Python JayDeBeApi

MapD Core supports Python using JayDeBeApi.

The $MAPD_PATH/SampleCode/mapd_jdbc.py script wraps jaydebeapi and returns a standard Python Connection object. The mapd_jdbc.py script depends on the MapD JDBC driver, mapdjdbc-1.0-SNAPSHOT-jar-with-dependencies.jar, residing in the same directory. You can create a cursor object using the returned connection object.

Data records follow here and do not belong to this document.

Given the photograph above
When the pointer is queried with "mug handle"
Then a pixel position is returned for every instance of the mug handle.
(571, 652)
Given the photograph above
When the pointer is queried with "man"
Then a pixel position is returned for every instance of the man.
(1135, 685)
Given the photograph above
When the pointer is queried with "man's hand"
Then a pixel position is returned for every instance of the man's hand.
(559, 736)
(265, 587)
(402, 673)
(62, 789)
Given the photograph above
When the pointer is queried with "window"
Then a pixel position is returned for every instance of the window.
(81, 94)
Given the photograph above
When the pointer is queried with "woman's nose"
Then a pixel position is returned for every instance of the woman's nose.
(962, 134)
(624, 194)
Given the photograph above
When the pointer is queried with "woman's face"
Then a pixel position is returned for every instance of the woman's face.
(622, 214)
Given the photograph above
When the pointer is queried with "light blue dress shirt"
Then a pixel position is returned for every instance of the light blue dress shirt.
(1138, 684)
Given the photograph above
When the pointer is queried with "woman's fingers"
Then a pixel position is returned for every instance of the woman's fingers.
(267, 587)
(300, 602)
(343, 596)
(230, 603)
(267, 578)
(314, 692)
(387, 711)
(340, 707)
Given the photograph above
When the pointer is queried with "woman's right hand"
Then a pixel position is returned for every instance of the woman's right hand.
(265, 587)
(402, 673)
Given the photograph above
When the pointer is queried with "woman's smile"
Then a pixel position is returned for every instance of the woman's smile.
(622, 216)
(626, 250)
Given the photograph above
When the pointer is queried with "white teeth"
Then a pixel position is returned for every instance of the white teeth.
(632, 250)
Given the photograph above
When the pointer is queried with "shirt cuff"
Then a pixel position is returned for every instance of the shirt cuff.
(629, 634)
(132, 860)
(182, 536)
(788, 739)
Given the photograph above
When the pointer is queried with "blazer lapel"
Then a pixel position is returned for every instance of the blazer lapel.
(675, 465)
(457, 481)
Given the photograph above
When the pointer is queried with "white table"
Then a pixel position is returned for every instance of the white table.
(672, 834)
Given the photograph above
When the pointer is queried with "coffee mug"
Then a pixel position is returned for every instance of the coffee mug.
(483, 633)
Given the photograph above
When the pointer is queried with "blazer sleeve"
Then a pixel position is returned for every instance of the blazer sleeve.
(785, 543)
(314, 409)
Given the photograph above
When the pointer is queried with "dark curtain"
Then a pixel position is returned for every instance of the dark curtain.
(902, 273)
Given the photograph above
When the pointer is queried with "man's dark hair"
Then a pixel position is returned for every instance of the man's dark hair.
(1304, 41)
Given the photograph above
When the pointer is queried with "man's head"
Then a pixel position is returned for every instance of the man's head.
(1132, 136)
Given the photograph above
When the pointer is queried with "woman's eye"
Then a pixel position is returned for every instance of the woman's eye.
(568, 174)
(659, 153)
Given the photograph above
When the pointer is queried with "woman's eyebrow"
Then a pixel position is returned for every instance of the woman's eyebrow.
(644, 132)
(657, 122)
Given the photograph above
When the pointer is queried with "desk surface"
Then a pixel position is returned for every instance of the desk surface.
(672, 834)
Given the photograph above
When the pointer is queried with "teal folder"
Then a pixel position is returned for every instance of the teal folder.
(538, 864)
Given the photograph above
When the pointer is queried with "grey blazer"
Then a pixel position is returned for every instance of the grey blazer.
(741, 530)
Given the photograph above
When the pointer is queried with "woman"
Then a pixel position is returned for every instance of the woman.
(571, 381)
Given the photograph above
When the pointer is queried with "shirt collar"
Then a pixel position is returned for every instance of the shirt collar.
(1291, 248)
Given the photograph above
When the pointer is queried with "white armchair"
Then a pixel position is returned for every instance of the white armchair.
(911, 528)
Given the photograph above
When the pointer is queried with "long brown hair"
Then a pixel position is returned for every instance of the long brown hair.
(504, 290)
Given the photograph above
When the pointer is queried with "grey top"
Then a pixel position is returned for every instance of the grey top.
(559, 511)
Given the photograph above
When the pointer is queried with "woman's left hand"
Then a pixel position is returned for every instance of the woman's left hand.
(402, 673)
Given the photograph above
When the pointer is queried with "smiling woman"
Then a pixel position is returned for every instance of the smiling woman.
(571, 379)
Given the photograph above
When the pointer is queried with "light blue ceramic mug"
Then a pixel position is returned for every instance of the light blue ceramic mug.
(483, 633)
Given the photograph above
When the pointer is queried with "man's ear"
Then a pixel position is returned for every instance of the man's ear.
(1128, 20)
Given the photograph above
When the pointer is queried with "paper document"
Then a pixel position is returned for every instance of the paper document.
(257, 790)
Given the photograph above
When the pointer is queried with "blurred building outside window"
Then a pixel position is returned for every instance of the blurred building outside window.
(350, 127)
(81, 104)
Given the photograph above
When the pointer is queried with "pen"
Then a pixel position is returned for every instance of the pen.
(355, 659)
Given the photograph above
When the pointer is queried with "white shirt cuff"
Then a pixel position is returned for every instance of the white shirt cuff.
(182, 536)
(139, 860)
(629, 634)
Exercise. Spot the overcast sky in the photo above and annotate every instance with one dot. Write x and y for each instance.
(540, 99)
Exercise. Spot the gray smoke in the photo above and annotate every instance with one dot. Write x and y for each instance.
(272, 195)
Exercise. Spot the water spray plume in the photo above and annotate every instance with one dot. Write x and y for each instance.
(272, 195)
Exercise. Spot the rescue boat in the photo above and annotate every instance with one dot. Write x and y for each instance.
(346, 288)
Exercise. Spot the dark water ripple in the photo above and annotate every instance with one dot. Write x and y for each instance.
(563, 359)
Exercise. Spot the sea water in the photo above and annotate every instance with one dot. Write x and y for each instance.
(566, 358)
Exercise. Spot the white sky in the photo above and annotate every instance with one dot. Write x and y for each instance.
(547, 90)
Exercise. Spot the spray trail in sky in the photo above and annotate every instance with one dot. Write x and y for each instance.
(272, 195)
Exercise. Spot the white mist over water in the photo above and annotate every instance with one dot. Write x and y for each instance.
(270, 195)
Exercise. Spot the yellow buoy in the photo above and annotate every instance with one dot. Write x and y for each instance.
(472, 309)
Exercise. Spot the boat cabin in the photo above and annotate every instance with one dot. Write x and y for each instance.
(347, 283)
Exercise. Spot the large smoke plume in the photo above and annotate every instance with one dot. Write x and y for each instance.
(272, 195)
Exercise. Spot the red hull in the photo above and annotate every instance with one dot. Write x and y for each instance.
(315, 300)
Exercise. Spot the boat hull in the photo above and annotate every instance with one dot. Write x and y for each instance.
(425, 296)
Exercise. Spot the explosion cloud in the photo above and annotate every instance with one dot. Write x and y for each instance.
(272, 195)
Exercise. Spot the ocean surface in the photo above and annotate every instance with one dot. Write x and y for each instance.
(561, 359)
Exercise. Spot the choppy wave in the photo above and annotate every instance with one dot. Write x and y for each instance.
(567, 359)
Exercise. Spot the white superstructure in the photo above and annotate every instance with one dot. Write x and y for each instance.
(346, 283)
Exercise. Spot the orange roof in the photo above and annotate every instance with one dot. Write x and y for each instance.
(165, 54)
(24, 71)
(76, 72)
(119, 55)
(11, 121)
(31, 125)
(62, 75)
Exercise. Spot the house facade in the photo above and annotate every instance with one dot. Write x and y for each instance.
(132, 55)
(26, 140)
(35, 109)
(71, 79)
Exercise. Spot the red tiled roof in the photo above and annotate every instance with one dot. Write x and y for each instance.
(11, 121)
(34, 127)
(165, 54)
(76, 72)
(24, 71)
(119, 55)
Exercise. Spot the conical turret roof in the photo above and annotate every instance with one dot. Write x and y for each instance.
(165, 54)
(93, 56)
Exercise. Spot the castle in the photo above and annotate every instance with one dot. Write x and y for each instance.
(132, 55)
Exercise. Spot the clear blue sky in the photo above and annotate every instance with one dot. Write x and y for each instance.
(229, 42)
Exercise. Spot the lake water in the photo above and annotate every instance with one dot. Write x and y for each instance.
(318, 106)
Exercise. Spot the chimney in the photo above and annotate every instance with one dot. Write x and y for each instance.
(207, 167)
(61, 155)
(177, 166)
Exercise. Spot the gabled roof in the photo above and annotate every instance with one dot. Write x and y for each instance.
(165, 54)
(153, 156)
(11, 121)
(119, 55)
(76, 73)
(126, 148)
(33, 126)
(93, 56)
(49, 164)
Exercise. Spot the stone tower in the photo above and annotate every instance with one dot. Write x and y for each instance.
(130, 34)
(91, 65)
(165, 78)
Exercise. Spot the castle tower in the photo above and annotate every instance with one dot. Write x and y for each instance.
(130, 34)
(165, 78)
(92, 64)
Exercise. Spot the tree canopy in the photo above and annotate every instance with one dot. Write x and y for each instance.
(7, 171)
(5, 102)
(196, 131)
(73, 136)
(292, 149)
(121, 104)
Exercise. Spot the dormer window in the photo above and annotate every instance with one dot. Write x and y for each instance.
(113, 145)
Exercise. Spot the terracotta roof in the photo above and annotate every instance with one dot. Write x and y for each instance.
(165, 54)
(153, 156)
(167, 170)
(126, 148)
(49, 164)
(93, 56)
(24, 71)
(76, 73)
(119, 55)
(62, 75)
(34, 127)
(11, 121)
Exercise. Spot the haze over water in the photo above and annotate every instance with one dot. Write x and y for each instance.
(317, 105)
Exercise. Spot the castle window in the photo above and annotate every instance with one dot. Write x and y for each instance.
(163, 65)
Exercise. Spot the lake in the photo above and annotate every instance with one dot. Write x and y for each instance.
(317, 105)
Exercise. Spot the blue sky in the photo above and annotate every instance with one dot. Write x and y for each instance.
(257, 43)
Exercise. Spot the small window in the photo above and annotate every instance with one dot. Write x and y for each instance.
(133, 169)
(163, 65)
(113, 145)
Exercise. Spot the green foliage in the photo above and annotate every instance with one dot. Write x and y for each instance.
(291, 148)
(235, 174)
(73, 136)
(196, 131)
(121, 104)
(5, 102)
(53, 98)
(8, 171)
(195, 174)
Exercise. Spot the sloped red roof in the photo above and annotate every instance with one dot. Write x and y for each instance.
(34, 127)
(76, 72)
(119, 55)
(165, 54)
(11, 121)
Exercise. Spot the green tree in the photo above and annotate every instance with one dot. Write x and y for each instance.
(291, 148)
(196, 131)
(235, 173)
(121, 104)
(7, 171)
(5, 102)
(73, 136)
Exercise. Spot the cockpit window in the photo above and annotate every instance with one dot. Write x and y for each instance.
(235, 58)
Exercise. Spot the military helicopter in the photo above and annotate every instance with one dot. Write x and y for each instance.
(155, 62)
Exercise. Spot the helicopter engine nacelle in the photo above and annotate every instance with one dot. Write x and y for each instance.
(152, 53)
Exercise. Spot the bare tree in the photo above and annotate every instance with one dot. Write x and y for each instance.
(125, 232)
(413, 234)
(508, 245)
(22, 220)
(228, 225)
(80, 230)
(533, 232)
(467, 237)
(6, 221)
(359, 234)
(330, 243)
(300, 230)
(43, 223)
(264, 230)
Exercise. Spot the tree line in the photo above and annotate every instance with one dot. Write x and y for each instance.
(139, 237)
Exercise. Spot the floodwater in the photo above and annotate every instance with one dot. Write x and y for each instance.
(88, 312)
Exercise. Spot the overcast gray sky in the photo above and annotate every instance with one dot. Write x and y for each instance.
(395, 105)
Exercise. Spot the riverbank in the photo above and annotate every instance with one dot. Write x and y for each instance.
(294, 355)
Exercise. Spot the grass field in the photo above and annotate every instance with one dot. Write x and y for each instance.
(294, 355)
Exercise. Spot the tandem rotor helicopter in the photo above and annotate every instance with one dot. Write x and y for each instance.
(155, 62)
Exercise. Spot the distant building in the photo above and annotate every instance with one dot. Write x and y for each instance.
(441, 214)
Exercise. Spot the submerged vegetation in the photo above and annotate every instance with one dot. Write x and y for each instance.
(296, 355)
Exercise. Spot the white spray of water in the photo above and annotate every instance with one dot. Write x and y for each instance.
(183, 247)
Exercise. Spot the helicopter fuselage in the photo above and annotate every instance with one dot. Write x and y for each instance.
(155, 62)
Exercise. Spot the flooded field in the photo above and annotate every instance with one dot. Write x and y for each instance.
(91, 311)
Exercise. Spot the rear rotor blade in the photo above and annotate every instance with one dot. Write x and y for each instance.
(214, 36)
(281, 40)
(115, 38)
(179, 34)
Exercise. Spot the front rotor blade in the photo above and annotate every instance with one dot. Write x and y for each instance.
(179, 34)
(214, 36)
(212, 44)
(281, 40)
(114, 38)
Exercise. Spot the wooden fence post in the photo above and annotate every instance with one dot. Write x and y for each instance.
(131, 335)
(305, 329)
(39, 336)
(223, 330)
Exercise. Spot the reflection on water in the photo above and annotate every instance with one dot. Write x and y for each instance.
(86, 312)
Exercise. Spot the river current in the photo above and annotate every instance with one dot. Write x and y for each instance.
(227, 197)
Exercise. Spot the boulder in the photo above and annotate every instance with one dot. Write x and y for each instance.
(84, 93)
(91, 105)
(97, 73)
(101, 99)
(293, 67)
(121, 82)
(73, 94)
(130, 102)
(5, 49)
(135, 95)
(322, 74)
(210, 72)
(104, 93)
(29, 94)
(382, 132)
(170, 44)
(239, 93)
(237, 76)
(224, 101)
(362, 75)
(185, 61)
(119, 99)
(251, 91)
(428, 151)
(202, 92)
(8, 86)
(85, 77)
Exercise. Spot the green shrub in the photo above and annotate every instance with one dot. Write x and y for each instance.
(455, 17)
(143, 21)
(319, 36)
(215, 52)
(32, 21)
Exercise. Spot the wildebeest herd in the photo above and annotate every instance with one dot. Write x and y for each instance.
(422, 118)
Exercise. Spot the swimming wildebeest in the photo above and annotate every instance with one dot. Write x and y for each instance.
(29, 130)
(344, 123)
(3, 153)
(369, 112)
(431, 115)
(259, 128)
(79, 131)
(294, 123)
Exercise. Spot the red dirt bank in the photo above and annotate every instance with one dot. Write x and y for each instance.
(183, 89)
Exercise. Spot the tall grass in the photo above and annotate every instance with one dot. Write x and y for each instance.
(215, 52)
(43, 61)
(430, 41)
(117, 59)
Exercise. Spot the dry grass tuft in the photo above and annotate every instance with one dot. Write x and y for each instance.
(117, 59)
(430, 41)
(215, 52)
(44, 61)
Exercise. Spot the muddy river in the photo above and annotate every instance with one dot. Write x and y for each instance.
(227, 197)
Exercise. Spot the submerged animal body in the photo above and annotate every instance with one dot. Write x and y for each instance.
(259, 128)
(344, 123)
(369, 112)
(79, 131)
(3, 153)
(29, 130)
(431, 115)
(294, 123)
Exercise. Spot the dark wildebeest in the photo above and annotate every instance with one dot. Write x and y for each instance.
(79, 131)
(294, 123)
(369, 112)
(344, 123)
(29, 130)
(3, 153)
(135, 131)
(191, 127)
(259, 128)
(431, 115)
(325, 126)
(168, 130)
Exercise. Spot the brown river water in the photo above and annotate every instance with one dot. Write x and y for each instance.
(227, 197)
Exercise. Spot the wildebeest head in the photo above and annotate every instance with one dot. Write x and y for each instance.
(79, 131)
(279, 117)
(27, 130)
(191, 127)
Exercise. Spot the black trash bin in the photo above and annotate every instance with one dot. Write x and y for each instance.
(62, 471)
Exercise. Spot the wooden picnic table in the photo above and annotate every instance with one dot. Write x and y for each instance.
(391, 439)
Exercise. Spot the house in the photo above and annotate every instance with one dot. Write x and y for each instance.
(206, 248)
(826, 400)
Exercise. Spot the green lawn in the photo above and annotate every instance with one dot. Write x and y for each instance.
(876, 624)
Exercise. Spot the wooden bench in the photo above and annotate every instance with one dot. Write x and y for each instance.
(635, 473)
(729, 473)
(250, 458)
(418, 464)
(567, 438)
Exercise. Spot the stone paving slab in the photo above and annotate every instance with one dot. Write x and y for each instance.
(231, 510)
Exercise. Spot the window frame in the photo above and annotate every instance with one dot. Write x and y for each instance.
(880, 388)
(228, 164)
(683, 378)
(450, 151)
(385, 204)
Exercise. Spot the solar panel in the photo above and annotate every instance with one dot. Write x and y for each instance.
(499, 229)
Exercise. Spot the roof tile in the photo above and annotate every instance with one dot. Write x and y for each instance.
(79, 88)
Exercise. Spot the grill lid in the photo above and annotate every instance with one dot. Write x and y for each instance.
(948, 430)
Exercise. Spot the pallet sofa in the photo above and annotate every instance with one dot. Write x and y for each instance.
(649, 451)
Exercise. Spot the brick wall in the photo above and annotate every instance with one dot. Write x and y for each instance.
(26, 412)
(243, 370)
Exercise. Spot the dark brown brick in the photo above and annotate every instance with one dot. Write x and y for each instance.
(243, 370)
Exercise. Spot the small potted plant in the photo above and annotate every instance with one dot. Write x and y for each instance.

Make sure you close the connection at the end of your script.

Installation

Ensure that jaydebeapi and dependencies are installed by running:

pip install jaydebeapi
pip install pandas
pip install matplotlib

The jar file is $MAPD_PATH/bin/mapdjdbc-1.0-SNAPSHOT-jar-with-dependencies.jar.

The host is <machine>:<port>, using standard port 9091.

Example

The example code can be found in the $MAPD_PATH/SampleCode/mapd_jdbc_example.py file.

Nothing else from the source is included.